Even assuming that state and local health department officials are dedicated civil servants trying to do their very best under trying circumstances, there is clear evidence that the process of collecting the data is not immune from political influence. We have already seen a few instances of this. For example, in order to make it look like the virus was coming under control so as to justify the lifting of restrictions on non-essential businesses, the State of Georgia decided that the new case data should not be based on the date that the individual had tested positive for the virus, but rather on the date the individual first experienced symptoms of the disease, usually several days before he or she had been tested. To further give the impression that progress was being made against the disease, that state’s Department of Health published a bar chart depicting the number of confirmed cases and deaths in its five largest counties going steadily downward.

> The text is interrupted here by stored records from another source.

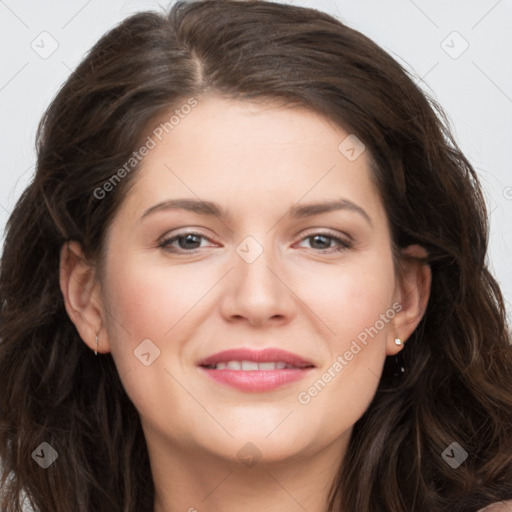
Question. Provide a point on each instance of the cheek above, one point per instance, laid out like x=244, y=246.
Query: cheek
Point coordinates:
x=351, y=298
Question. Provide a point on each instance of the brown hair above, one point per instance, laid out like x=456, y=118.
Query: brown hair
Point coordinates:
x=458, y=381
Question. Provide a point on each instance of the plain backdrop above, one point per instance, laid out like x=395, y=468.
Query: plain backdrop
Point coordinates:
x=459, y=52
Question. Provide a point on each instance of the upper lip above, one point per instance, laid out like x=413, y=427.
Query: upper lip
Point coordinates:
x=267, y=355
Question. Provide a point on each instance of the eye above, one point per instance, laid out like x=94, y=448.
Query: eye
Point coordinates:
x=323, y=240
x=187, y=242
x=191, y=241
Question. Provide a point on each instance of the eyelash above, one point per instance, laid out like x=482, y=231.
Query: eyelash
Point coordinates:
x=343, y=244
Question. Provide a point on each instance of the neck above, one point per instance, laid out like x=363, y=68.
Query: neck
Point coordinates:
x=192, y=482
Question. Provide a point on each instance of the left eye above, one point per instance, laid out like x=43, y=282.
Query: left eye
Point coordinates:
x=189, y=242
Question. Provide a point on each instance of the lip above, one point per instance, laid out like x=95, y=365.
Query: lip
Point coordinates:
x=259, y=356
x=256, y=380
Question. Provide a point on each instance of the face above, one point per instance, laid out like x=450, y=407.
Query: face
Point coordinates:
x=267, y=272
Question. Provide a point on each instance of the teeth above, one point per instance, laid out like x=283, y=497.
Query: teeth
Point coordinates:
x=252, y=365
x=249, y=365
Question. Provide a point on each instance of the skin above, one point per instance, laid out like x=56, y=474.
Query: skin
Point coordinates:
x=256, y=160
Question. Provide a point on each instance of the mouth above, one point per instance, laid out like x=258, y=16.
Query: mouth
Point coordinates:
x=255, y=371
x=245, y=359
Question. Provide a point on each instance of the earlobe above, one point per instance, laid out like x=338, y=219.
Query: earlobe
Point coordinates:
x=413, y=291
x=80, y=291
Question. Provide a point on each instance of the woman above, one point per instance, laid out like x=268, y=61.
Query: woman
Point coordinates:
x=331, y=339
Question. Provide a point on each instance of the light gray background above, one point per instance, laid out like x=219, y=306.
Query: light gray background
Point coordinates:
x=474, y=86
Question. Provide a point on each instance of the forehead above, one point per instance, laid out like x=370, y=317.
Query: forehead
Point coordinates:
x=257, y=153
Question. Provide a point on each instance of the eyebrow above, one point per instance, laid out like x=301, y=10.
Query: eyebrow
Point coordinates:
x=215, y=210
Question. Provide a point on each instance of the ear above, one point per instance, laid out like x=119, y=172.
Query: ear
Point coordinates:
x=82, y=296
x=412, y=293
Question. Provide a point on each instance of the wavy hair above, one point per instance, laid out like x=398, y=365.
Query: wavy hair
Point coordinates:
x=458, y=380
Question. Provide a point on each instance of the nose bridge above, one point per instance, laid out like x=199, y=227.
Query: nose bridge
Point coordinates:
x=255, y=258
x=256, y=292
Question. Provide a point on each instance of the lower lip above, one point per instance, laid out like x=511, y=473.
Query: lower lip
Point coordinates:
x=256, y=380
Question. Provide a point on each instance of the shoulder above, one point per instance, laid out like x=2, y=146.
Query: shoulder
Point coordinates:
x=500, y=506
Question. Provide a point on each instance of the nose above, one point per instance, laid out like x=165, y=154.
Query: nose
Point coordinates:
x=259, y=292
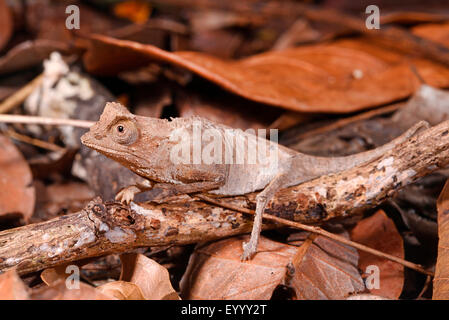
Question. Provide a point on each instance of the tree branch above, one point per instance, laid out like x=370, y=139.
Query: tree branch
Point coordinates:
x=102, y=229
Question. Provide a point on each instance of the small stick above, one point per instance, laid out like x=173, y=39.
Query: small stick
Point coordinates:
x=20, y=95
x=12, y=118
x=322, y=232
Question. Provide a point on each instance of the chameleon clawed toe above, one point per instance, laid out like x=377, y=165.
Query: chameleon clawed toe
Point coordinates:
x=146, y=146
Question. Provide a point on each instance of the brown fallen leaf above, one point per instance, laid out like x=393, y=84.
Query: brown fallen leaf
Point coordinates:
x=338, y=77
x=12, y=287
x=225, y=108
x=122, y=290
x=322, y=270
x=379, y=232
x=29, y=54
x=16, y=182
x=441, y=280
x=59, y=198
x=428, y=103
x=152, y=278
x=6, y=24
x=438, y=32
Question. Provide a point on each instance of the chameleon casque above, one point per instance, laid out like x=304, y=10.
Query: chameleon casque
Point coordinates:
x=146, y=145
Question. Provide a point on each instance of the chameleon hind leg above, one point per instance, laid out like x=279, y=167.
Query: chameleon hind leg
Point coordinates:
x=262, y=199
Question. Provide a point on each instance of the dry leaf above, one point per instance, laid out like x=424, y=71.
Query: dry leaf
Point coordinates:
x=52, y=276
x=122, y=290
x=29, y=54
x=322, y=270
x=134, y=10
x=380, y=233
x=441, y=280
x=12, y=287
x=17, y=195
x=152, y=278
x=6, y=24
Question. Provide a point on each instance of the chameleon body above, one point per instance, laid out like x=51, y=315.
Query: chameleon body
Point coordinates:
x=151, y=147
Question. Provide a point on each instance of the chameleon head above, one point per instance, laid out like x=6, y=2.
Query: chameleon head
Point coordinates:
x=114, y=133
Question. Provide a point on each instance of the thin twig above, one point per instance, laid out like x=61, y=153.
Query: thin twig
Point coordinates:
x=12, y=118
x=20, y=95
x=324, y=233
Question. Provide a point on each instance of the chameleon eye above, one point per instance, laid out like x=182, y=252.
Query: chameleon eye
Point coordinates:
x=125, y=132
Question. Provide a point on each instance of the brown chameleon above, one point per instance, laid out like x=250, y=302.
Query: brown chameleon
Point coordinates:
x=220, y=160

The only problem was that the dates on the x-axis of the chart had been shuffled out of order to give that impression. Governor Kemp apologized for what his Department of Heath characterized as a glitch in the computer program on which the chart had been composed. As the Atlanta Journal-Constitution put it, “Some of these errors could be forgiven as mistakes made during a chaotic time, but putting days in the wrong order, as the recently withdrawn chart did, makes no sense.”
Similarly, in the State of Florida which has also been under pressure from the Trump administration to restart its economy has been reported as not including within its death figures those of its seasonal residents who have died in the state. In addition, Florida has recently fired the technician who had developed the software the state uses to track the COVID-19 cases and deaths. The reason given for her termination was “insubordination.” That insubordination, it turns out, was her refusal to manually alter the data shown on the state’s COVID-19 dashboard.
The heavy hand of politics has also apparently invaded the testing data. The federal government has been heavily and rightfully criticized for the low amount of testing that has taken place. This criticism centers of the fact that the extent of a state’s testing for the virus is critical to the decision to when it should reopen its economy. It has now been reported that the CDC has been combining the number of viral tests (which detect the presence of the virus) with the number of antibody tests (which detect whether the individual has been exposed to the virus) to make the testing numbers appear larger. While both of these types of tests provide useful information (each of a different variety), when combined they obscure the resulting information that would otherwise be useful. Moreover, antibody tests are notoriously inaccurate. Thus, it is inconceivable that the epidemiologists at the CDC were not aware that combining the two varieties of tests provides misleading information. Yet, the CDC not only committed this scientific sin, but also apparently encouraged the states to do the same thing.
It is still far too early to predict how many Americans will die as a result of the virus by election day, but the likelihood is that the President will need a very strong economy to overcome the stench caused by all of the dead bodies.